Have you ever thought what it must be like to be swallowed by a fish? Not ripped to pieces, as a shark would do, but swallowed whole - whole enough to offer up a confident prayer at the end of three days and three nights.

The book of Jonah is comfortably short and easy to read. Like the first half of the book of Daniel, it is not a book of prophecies. It is a book about a prophet. It tells a story with a message.

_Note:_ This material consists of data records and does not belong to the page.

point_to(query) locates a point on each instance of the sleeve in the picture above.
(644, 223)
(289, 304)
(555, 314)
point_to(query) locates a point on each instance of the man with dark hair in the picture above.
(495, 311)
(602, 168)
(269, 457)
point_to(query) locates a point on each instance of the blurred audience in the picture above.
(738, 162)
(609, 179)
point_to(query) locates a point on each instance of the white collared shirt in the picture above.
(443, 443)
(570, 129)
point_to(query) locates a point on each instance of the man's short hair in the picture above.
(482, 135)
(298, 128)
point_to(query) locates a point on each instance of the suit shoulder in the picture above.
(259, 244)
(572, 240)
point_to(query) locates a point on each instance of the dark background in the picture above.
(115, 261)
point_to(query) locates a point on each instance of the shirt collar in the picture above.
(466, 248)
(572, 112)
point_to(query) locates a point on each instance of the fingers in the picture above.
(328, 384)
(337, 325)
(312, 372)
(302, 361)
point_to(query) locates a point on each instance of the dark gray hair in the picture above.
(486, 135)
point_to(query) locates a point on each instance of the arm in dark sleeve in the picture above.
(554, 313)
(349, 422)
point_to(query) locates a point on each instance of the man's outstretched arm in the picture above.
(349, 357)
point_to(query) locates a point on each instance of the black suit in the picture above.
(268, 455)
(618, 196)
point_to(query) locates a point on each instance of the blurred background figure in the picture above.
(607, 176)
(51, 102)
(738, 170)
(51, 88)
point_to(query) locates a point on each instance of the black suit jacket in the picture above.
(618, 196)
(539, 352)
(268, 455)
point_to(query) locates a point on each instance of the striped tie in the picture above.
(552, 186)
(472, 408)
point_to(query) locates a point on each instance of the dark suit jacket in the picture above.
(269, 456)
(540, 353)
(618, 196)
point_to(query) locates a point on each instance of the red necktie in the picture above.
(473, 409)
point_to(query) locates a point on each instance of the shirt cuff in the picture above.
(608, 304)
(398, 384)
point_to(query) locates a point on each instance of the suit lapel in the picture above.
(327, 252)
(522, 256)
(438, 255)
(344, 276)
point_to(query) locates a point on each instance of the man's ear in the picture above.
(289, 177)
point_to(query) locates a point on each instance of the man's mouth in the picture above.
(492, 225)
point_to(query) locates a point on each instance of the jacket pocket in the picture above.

Most of us know the outline of the story, though we may be rusty about the details. The chief character is Jonah, son of Amittai, a prophet mentioned in 2 Kings 14:25 as active during the reign of Jeroboam II in the mid-eighth century BC. God calls him to go to Niveveh. Shortly after Jeroboam's time Nineveh became the capital of Assyria, and remained so until it was overthrown by the Babylonians and the Medes in 612 BC. The prophet Nahum was active at the time Nineveh was destroyed, and for him it was a "city of bloodshed, utterly deceitful" (Nah. 3:1), but the story of Jonah is set before the time of Nineveh's final destruction.

The Ninevites never had a good reputation, and Jonah does not feel like telling them how wicked they are. So he books a ticket in the opposite direction, for Tarshish, modern-day Spain. God frustrates Jonah's plans by "hurling a great wind on the sea". The ship nearly sinks, and the sailors, a heathen lot, call on their gods, with no result. Then they realize that Jonah is sound asleep and ask him to call on his god, but before he has a chance to do so, they have cast lots and realize it is Jonah who is the reason for the storm. Jonah tells them that he worships "the LORD, the God of heaven, who made the sea and the dry land", which worries them even more. He advises them to throw him overboard, and after trying their best not to treat a fare-paying passenger like this, they do so. The storm stops.

"The LORD provided a large fish." Unlike the sea monsters the sailors probably worshipped, this was a friendly creature. Jonah finds being in it is rather like being in Hell, and in his psalm he worries about being "driven away from God's sight." But God is present even in "the Pit", and God arranges for the fish to vomit Jonah on to the shore.

God reminds Jonah of his original call to go to Nineveh. So he goes, and lo and behold, the Ninevites repent, and God, who had given them forty days warning, thinks again, and decides not to blast the city out of existence.

Jonah is not impressed. God is supposed to look after Israel, not after these foreigners. "You are gracious, merciful, slow to anger, abounding in steadfast love," but surely only to your own people? He goes and sulks in the desert. God makes a bush spring up to shelter him from the sun, but sends a worm the next day to wither it up. When Jonah is angry that God could do this to the bush, God reminds him: "You are concerned about the bush, for which you did not labour and which you did not grow. Should not I be concerned abut Nineveh, that great city, in which there are more than a hundred and twenty thousand persons who do not know their right hand from their left, and also many animals?"

So this is a story not about big fish, but about God's love. This love extends even to the depths of Hell - for Jonah's psalm from "the belly of Sheol" makes it clear that the fish is a symbol for all those dark places which we sometimes think God cannot reach. And the love extends not just to God's own people, but to everyone, even if they do not yet know who it is that loves them. When we despair of our own condition, or of the world around us, we should turn to the story of Jonah, and remember that no situation is so dark or so remote that God's mercy cannot redeem it.